Germinal - Emile Zola [75]
‘The mess they make!’ muttered La Maheude, picking the clothes off the floor in order to hang them up to dry. ‘Alzire, mop up a bit, will you?’
But she was interrupted by a row going on on the other side of the wall. A man was cursing and swearing, a woman was crying, and there were sounds of a battle going on, with a shuffling and stamping of feet and a dull thumping sound as though someone were punching an empty marrow.
‘The usual song and dance,’ Maheu observed calmly, as he scraped the bottom of his basin with his spoon. ‘Funny, though. Bouteloup said the soup was ready.’
‘Ready indeed!’ said La Maheude. ‘I saw the vegetables still sitting on the table, not even peeled yet.’
The shouting grew louder, and there was a terrible thud, which shook the wall, followed by a long silence.
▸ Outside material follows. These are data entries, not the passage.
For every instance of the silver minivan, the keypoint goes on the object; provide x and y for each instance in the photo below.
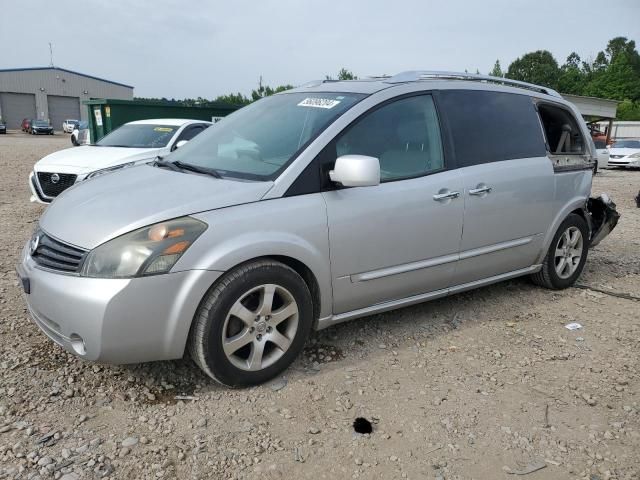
(332, 201)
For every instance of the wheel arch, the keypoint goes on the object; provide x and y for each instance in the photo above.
(576, 205)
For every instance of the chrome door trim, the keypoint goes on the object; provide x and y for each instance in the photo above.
(480, 190)
(433, 262)
(405, 302)
(497, 278)
(407, 267)
(495, 247)
(445, 196)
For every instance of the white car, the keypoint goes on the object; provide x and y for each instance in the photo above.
(68, 125)
(603, 155)
(625, 153)
(131, 144)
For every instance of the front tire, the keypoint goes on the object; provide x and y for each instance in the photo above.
(252, 324)
(567, 255)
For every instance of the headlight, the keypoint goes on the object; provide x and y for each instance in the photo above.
(109, 170)
(148, 251)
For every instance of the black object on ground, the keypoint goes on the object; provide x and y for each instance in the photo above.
(362, 425)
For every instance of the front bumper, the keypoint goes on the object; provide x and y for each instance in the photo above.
(624, 162)
(115, 320)
(36, 192)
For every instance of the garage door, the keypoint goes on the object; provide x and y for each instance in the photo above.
(61, 108)
(16, 106)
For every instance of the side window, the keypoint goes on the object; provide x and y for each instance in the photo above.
(562, 131)
(404, 135)
(190, 132)
(492, 126)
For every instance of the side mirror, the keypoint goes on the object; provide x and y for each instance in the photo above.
(356, 171)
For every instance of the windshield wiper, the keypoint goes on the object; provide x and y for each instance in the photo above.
(178, 166)
(196, 169)
(170, 165)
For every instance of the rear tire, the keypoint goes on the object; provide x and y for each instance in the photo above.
(567, 255)
(252, 324)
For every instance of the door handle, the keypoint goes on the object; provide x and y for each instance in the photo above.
(446, 195)
(480, 190)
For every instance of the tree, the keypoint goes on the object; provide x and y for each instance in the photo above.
(497, 70)
(265, 91)
(628, 110)
(343, 74)
(537, 67)
(233, 99)
(572, 78)
(615, 73)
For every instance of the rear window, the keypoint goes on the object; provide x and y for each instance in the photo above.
(561, 130)
(139, 135)
(492, 126)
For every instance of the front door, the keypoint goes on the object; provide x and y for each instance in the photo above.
(399, 238)
(508, 181)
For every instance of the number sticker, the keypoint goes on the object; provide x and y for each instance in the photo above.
(319, 102)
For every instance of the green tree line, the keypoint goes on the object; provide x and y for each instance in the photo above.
(614, 74)
(239, 99)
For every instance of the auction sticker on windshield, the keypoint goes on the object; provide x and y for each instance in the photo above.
(319, 102)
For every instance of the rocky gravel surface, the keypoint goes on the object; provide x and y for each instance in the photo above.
(486, 384)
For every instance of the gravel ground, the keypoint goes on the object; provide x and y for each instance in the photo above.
(471, 386)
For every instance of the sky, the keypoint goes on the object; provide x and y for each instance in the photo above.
(179, 49)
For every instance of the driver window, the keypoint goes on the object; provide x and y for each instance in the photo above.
(191, 132)
(403, 135)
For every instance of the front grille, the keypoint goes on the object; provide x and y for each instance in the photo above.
(51, 189)
(56, 255)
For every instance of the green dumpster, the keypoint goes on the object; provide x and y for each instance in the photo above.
(105, 115)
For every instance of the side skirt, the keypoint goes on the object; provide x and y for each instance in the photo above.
(423, 297)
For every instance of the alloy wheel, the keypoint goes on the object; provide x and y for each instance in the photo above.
(260, 327)
(568, 252)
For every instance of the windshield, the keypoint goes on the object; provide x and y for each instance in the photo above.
(258, 141)
(139, 135)
(626, 144)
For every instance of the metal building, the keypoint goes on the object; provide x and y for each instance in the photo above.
(52, 93)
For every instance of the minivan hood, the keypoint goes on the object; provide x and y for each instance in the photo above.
(94, 211)
(90, 158)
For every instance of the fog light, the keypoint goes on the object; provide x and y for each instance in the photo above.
(77, 343)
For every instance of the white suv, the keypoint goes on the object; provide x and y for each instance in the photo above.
(131, 144)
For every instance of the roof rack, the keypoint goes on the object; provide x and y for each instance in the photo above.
(417, 75)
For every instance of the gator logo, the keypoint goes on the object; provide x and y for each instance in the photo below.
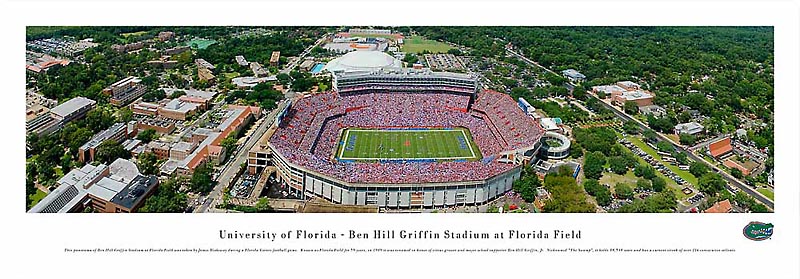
(757, 231)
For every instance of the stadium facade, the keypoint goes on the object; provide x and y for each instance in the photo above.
(301, 145)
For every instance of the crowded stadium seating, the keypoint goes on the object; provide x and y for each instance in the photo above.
(310, 133)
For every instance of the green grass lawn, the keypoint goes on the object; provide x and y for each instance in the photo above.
(364, 35)
(201, 44)
(671, 184)
(35, 198)
(652, 152)
(767, 192)
(376, 144)
(417, 44)
(125, 35)
(230, 75)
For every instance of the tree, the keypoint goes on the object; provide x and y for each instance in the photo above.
(711, 184)
(617, 165)
(166, 198)
(567, 196)
(147, 135)
(263, 205)
(644, 184)
(575, 150)
(698, 169)
(124, 115)
(201, 179)
(603, 196)
(99, 119)
(592, 186)
(623, 191)
(147, 163)
(631, 107)
(657, 203)
(110, 150)
(650, 135)
(659, 184)
(593, 165)
(686, 139)
(630, 127)
(410, 58)
(681, 157)
(645, 171)
(664, 146)
(177, 93)
(454, 51)
(66, 163)
(46, 171)
(737, 173)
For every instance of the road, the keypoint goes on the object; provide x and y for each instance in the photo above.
(232, 167)
(228, 173)
(289, 67)
(732, 180)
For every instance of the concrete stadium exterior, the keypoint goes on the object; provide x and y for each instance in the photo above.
(307, 182)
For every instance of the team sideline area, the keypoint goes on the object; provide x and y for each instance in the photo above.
(407, 144)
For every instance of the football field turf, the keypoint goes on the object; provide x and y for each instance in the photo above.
(381, 144)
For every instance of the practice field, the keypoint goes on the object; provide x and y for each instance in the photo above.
(200, 44)
(417, 44)
(407, 144)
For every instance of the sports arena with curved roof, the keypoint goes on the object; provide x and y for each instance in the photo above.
(402, 138)
(362, 61)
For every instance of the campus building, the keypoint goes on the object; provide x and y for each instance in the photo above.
(59, 116)
(625, 91)
(115, 188)
(720, 148)
(204, 145)
(573, 75)
(118, 132)
(125, 90)
(691, 128)
(275, 58)
(297, 144)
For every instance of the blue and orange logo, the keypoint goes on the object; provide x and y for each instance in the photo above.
(757, 231)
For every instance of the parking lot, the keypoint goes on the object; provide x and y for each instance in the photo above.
(659, 166)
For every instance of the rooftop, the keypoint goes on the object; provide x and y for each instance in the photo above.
(104, 135)
(71, 106)
(720, 147)
(573, 73)
(101, 181)
(362, 60)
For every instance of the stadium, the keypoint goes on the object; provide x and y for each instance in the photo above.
(400, 138)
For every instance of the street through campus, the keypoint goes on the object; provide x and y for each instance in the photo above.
(732, 180)
(230, 169)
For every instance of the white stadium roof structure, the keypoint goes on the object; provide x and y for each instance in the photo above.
(362, 61)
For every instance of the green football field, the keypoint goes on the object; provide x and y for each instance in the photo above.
(377, 144)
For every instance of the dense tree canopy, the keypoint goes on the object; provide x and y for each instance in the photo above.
(567, 196)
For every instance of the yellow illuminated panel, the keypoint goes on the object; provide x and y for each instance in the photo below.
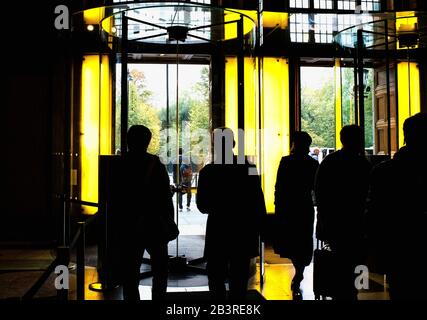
(405, 24)
(106, 121)
(269, 20)
(275, 122)
(89, 130)
(273, 19)
(93, 16)
(231, 96)
(251, 106)
(408, 93)
(230, 29)
(95, 123)
(338, 104)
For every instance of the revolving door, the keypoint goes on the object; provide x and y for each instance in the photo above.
(172, 37)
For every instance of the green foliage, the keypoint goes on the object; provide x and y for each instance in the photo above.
(318, 114)
(318, 110)
(140, 110)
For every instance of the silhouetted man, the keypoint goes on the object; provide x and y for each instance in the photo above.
(146, 196)
(397, 214)
(341, 189)
(230, 192)
(294, 213)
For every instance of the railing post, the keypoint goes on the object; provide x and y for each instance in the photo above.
(63, 259)
(81, 261)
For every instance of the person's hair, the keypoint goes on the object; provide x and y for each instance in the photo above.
(301, 142)
(138, 138)
(415, 129)
(351, 137)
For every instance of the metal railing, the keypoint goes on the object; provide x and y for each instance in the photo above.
(63, 258)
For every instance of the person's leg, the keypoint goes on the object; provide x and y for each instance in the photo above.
(239, 275)
(296, 281)
(188, 196)
(216, 267)
(132, 258)
(159, 264)
(344, 285)
(179, 195)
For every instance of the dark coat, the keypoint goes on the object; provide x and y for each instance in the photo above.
(146, 196)
(341, 189)
(294, 208)
(234, 201)
(397, 213)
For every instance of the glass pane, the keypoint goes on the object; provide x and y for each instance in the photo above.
(318, 106)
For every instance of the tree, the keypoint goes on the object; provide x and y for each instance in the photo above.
(318, 114)
(140, 110)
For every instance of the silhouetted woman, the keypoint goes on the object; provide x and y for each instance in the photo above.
(294, 207)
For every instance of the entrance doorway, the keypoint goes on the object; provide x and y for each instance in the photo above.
(173, 101)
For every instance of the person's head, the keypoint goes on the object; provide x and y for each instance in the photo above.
(415, 132)
(301, 142)
(138, 138)
(352, 138)
(223, 144)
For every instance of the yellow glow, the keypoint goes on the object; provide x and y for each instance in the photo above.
(231, 96)
(408, 93)
(338, 104)
(230, 30)
(95, 123)
(275, 122)
(403, 23)
(251, 107)
(93, 16)
(273, 19)
(251, 98)
(89, 127)
(106, 123)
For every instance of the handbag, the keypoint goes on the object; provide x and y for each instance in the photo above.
(324, 267)
(159, 227)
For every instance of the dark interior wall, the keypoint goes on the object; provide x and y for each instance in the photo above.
(33, 71)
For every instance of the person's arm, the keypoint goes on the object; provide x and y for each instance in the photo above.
(280, 186)
(164, 190)
(203, 197)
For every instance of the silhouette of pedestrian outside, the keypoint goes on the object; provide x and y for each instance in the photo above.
(147, 203)
(294, 208)
(186, 180)
(397, 214)
(182, 178)
(234, 202)
(341, 189)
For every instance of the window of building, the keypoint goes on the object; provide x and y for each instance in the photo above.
(305, 4)
(299, 27)
(325, 25)
(346, 5)
(323, 4)
(371, 5)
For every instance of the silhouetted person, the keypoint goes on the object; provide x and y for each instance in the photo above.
(146, 196)
(397, 214)
(341, 189)
(231, 194)
(294, 207)
(187, 178)
(182, 177)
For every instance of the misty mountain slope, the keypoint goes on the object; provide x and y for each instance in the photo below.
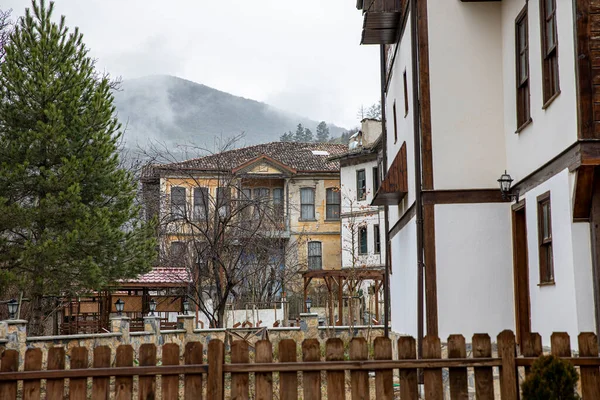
(176, 111)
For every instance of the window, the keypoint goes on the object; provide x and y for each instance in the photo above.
(363, 247)
(549, 50)
(307, 203)
(375, 179)
(545, 239)
(377, 238)
(395, 124)
(333, 203)
(314, 256)
(405, 94)
(361, 185)
(200, 204)
(178, 202)
(522, 61)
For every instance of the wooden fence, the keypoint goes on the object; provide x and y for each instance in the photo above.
(189, 377)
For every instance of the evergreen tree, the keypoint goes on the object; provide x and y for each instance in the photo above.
(68, 218)
(322, 132)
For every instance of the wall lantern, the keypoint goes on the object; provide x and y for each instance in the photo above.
(13, 305)
(505, 182)
(152, 306)
(119, 305)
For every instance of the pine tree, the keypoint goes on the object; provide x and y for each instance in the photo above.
(68, 217)
(322, 132)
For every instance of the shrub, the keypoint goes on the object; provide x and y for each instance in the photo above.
(550, 378)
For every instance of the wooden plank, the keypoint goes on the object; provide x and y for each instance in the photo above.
(55, 388)
(509, 385)
(288, 381)
(432, 377)
(407, 350)
(216, 358)
(311, 381)
(170, 383)
(79, 360)
(9, 362)
(336, 381)
(147, 384)
(484, 376)
(264, 381)
(590, 376)
(124, 384)
(193, 382)
(459, 389)
(33, 362)
(239, 381)
(384, 379)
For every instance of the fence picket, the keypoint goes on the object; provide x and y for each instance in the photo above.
(193, 382)
(432, 377)
(384, 379)
(216, 358)
(459, 389)
(124, 384)
(509, 384)
(311, 381)
(170, 383)
(101, 385)
(288, 381)
(55, 388)
(336, 380)
(239, 380)
(9, 363)
(147, 384)
(33, 362)
(407, 350)
(264, 381)
(590, 376)
(484, 376)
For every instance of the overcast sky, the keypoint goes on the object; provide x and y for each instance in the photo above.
(299, 55)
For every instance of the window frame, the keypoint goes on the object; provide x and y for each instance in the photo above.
(523, 91)
(361, 192)
(546, 251)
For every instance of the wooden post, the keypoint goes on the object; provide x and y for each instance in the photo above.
(288, 381)
(359, 379)
(590, 376)
(216, 358)
(509, 384)
(239, 380)
(170, 383)
(384, 379)
(458, 376)
(336, 384)
(193, 382)
(311, 381)
(264, 381)
(33, 362)
(407, 350)
(432, 349)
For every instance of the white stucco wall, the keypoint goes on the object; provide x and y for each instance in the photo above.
(555, 128)
(465, 66)
(474, 269)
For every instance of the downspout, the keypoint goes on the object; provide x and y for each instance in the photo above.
(386, 283)
(418, 174)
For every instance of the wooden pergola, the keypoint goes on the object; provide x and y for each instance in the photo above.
(340, 278)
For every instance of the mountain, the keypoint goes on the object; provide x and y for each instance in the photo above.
(173, 111)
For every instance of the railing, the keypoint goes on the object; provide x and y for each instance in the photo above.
(233, 378)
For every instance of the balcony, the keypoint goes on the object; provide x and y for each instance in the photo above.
(381, 20)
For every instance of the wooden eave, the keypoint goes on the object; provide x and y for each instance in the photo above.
(395, 184)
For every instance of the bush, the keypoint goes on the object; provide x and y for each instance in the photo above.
(550, 378)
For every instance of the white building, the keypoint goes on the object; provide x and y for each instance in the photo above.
(503, 85)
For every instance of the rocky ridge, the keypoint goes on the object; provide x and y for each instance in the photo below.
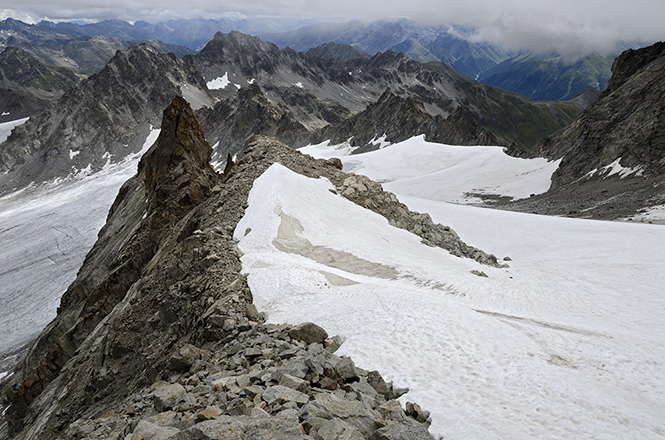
(613, 155)
(102, 119)
(232, 122)
(158, 335)
(319, 90)
(394, 119)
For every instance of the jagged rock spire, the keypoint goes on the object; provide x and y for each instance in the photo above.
(181, 141)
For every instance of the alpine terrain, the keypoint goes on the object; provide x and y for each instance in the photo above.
(253, 242)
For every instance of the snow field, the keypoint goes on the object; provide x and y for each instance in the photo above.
(45, 234)
(565, 343)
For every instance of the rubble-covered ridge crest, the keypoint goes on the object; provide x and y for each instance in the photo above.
(158, 337)
(181, 141)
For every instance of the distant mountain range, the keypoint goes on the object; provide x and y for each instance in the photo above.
(539, 76)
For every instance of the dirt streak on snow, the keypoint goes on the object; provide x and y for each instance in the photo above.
(46, 233)
(566, 343)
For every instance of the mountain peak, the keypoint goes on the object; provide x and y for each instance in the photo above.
(630, 61)
(180, 142)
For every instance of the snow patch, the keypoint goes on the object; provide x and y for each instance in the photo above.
(448, 173)
(48, 230)
(219, 83)
(7, 127)
(381, 141)
(655, 214)
(615, 168)
(566, 343)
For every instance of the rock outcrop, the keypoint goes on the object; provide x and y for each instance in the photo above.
(158, 337)
(393, 119)
(335, 81)
(231, 123)
(103, 118)
(613, 155)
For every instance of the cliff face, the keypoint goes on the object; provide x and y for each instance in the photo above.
(158, 336)
(613, 155)
(174, 176)
(103, 118)
(395, 119)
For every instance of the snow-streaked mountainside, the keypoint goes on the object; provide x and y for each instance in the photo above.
(446, 172)
(565, 343)
(46, 233)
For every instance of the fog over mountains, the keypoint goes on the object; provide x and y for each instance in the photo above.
(327, 231)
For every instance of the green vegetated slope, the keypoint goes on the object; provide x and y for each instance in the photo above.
(540, 78)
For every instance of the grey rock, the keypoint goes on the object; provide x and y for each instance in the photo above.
(402, 431)
(149, 431)
(244, 428)
(293, 382)
(308, 333)
(167, 396)
(336, 429)
(347, 369)
(329, 406)
(280, 393)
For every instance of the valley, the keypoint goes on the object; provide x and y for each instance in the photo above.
(251, 239)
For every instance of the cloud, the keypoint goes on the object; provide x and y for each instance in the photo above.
(566, 26)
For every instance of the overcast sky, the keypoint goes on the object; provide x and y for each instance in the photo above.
(568, 26)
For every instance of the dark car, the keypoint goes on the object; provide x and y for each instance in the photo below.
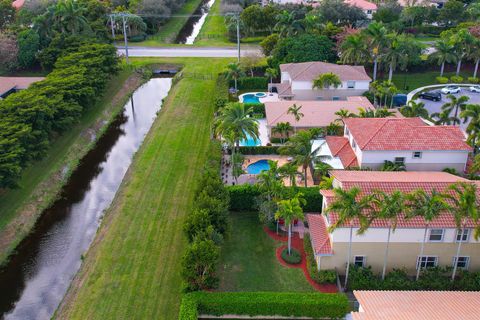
(432, 95)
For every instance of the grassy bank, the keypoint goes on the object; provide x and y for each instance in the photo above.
(132, 270)
(42, 181)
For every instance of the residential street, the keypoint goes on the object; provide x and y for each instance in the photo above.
(187, 52)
Then, swallowing a last spoonful, Maheu said with an air of calm and judicial finality:
‘If the soup wasn’t ready, it’s understandable.’
And having downed a full glass of water he attacked the brawn. He cut small squares off it, which he speared with the end of his knife and ate off his bread, without a fork. Nobody spoke while Father was eating. He preferred to eat in silence; he didn’t recognize it as Maigrat’s usual brawn, it must have come from elsewhere, but he asked no questions. He simply inquired whether the old man was still asleep upstairs. No, Grandpa had gone out for his usual walk. Then silence once more.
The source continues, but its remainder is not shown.